Japan Travel Guide
Southern Japan Itineraries
South and west of Kyoto and Nara, Japan takes on a different feel. The farther you go, the more relaxed people become. Far from Japan's main islands, the stark divide between the tropical beaches of Okinawa and Honshu's concrete metropolises is reflected in a different culture and cuisine.
Day 1: Matsuyama
Start off in this castle town, Shikoku’s largest city and home to several Shingon Buddhist pilgrimage temples and the ancient hot springs of Dogo Onsen.
Days 2 and 3: Iya Valley
The Iya Valley may be slightly difficult to access, but it offers untouched, deep canyons, the best river rafting in Japan, and good walking trails. Despite its isolated location, there are some fantastic lodging options here.
Day 4: Naoshima
Adjust to the even slower pace of Naoshima, spending a day at the world-class Chichu Art Museum, which integrates artworks into everyday locations, often with inspiring results and the Benesse House Museum.
Days 5 and 6: Hiroshima
A quick glance at the busy, attractive city of Hiroshima gives no clue to the events of August 6, 1945. Only the city's Peace Memorial Park (Heiwa Kinen Koen)—with its memorial museum and its A-Bomb Dome (Gembaku Domu), a twisted, half-shattered structural ruin—serves as a reminder of the atomic bomb. From Hiroshima, make a quick trip to the island of Miyajima to see the floating torii of Itsukushima Jinja, a shrine built on stilts above a tidal flat.
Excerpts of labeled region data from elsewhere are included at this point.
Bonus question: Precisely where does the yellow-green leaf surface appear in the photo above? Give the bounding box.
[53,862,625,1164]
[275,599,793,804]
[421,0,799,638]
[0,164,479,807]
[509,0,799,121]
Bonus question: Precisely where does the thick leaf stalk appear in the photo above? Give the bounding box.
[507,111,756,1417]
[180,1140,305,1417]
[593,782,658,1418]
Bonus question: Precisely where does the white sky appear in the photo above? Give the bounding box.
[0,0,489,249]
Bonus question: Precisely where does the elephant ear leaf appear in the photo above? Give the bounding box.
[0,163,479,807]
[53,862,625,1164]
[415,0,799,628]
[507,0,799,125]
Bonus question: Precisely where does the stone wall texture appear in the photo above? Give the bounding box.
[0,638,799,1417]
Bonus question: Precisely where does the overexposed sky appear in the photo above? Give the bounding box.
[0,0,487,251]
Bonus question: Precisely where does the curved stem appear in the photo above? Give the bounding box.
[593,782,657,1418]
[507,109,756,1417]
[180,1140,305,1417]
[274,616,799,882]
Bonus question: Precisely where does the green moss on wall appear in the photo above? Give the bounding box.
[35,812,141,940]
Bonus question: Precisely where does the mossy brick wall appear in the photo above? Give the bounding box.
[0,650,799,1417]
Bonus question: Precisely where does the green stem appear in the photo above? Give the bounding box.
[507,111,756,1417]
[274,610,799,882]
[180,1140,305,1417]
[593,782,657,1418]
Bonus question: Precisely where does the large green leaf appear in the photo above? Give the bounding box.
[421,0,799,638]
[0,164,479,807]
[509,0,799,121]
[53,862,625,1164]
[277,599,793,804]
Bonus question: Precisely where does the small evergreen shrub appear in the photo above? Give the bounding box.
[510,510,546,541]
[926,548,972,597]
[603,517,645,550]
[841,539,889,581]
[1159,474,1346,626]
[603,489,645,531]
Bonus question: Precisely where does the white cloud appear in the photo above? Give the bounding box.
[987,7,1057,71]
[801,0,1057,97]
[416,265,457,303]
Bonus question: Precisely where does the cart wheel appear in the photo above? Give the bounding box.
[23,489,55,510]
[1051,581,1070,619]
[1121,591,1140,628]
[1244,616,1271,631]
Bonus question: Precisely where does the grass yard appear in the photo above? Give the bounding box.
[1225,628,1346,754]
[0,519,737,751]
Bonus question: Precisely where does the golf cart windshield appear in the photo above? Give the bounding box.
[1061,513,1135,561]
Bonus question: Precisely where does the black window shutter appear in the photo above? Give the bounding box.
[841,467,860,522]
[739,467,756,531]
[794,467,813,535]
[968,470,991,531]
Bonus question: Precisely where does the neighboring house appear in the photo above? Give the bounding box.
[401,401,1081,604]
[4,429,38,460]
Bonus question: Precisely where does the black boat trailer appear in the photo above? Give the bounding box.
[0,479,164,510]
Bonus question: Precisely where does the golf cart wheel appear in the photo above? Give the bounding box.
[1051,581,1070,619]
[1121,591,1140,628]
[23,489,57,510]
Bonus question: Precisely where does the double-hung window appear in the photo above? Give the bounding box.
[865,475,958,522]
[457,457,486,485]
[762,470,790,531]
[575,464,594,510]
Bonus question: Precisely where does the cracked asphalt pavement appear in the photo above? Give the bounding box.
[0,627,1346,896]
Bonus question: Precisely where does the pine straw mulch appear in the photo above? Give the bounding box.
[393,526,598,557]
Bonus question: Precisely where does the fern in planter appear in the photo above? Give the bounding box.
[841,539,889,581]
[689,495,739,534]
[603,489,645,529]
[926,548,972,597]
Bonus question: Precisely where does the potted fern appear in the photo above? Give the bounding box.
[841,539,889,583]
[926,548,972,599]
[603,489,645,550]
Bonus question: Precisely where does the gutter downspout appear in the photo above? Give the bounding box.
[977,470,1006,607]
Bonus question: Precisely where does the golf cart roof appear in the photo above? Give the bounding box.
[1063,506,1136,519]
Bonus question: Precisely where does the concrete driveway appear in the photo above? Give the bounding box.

Days 7 and 8: Yufuin and Mt. Aso
One of the locals' favorite pastimes is relaxing in an onsen, and in the artsy spa town of Yufuin, on the southernmost island of Kyushu, you can soak in mineral water or bubbling mud. Nearby, five volcanic cones create Japan's largest caldera at Mt. Aso. An immense 18 km (11 miles) by 24 km (15 miles), the stark volcanic peak contrasts vividly with the surrounding green hills. One crater, Naka-dake, is still active, and reaching it on foot or via cable car affords views of a bubbling, steaming lake.
Days 9 and 10: Okinawa
Check out cosmopolitan Naha, which gives a feel for how Okinawan culture and cuisine differ from those of "mainland" Japan. Explore the main island's many reminders of its tragic fate during World War II. Take a boat to one of the smaller Kerama islands to relax on unspoiled beaches. And to truly appreciate the beauty of the ocean, get into the water—there are plenty of scuba diving and snorkeling centers.